Hükümet iyi niyetle yapılmış bu açıklamalara kulak tıkayıp, dışlamak yerine, söylediği söze bakıp ona göre davranmalı.

Evet bir mücadelede duygulara hitap etmek, halkı bir araya getirmek için milli duyguları kullanmak olabilir. Ancak bu ekonomik savaşı siyaset üstü tutup, milli mücadelede olduğu gibi, hiçbir ideolojik ve fikri ayrım yapmadan toplumun her katmanını kucaklamak da icap eder.

Hükümetin özellikle siyasal iletişimi çok dikkatli ve güçlü yönetmesi gerekir. Ekonomik savaşın önemli kısmı psikolojiktir. Psikoloji de iletişimden etkilenir. Artık devletin tüm iletişimini tek elden yönetmek için, Cumhurbaşkanlığı İletişim Başkanlığı kurulduğuna göre, iletişim politikası belirlemek, yönetmek ve uygulamak da buraya düşer.

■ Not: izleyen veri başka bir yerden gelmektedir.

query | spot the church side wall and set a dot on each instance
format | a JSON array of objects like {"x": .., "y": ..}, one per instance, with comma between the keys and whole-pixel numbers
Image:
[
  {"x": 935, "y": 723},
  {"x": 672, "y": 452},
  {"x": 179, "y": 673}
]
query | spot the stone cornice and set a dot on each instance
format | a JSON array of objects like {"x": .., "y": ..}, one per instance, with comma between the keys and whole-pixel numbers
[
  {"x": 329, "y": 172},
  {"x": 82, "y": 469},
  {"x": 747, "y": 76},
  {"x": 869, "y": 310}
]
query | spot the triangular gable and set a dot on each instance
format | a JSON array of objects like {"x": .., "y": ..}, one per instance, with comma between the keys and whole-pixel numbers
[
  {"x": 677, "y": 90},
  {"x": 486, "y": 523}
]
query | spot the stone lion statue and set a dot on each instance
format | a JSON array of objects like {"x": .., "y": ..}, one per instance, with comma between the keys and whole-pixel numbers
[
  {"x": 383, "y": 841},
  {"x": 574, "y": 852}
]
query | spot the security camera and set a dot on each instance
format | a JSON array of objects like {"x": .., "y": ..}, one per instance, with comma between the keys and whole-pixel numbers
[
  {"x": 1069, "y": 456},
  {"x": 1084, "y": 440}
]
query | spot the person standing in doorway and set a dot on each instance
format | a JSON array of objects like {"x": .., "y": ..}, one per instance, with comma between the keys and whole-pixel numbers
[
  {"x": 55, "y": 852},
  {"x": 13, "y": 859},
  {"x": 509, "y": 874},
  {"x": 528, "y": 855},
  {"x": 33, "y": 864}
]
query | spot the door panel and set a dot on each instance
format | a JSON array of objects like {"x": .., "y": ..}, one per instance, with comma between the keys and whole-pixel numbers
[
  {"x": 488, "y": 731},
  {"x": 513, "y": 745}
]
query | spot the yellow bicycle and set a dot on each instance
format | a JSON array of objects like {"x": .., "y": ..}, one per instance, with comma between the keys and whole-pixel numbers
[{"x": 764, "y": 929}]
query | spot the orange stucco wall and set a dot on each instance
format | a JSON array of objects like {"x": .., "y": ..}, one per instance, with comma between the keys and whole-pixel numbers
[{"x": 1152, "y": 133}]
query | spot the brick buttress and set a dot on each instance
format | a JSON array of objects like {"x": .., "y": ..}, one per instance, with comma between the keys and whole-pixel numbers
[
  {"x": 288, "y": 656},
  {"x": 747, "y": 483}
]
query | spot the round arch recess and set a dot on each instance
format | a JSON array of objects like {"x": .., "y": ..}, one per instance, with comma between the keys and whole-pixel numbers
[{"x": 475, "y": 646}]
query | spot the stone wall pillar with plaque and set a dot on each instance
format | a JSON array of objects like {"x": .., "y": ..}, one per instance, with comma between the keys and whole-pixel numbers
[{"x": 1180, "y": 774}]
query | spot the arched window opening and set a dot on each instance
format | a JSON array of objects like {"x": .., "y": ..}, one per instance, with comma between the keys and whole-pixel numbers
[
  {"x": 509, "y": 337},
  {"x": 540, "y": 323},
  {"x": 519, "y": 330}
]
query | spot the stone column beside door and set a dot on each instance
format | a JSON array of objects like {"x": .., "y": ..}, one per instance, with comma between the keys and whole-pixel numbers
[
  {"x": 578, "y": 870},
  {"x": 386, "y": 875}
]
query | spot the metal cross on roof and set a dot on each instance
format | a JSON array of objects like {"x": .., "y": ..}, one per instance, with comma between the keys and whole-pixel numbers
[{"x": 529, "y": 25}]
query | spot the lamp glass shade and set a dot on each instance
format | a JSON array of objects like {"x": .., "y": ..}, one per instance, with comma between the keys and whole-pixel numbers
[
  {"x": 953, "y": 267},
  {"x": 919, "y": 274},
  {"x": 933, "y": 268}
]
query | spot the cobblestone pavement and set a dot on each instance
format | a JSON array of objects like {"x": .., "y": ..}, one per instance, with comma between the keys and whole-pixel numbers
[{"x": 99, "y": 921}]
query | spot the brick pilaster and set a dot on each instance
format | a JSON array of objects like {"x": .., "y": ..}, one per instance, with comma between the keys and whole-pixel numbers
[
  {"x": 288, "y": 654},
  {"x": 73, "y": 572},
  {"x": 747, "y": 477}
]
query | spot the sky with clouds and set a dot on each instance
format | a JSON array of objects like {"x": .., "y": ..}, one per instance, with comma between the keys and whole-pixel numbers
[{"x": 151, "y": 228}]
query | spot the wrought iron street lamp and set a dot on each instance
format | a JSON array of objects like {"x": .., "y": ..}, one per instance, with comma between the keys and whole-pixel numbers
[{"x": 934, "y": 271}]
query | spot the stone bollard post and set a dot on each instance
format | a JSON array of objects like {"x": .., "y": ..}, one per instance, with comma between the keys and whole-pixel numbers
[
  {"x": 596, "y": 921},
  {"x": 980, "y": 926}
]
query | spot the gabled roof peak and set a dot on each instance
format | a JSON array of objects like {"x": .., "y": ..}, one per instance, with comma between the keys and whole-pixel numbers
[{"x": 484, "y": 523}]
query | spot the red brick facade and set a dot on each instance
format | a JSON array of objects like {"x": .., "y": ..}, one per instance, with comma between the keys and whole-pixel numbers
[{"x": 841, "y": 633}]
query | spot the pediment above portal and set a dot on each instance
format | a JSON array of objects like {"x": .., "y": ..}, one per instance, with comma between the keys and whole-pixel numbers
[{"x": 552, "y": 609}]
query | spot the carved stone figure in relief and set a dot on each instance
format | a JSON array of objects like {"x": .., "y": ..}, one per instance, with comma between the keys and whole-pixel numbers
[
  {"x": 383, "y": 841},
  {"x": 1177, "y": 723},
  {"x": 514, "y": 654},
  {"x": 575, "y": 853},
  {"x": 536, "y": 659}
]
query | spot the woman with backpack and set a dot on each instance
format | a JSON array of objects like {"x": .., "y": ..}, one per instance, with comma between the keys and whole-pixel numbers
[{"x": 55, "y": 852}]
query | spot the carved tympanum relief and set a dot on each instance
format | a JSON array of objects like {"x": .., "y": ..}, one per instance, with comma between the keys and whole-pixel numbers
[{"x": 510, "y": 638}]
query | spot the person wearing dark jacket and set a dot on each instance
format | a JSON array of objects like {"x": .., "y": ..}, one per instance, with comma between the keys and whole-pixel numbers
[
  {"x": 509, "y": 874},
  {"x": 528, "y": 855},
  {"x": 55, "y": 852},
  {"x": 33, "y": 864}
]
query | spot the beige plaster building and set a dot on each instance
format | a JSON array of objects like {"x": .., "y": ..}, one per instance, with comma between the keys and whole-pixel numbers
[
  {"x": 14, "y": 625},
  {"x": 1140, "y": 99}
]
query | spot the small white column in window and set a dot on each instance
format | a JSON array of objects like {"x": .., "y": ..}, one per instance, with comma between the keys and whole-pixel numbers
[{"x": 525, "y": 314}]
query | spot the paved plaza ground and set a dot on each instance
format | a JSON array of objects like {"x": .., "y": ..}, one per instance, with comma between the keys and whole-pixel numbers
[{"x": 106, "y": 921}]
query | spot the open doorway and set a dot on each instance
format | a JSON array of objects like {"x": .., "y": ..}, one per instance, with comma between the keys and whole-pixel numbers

Bazı zamanlar vardır, söyleyecek sözü yutkunup ertelemek, küskünlüğü, kızgınlığı ötelemek ve ülke için var gücüyle çalışmak gerekir. Böyle bir zamandan geçiyoruz.

Bu hem ülkeyi yönetenler için, hem de bu ülkede yaşayan herkes için geçerli bir kural.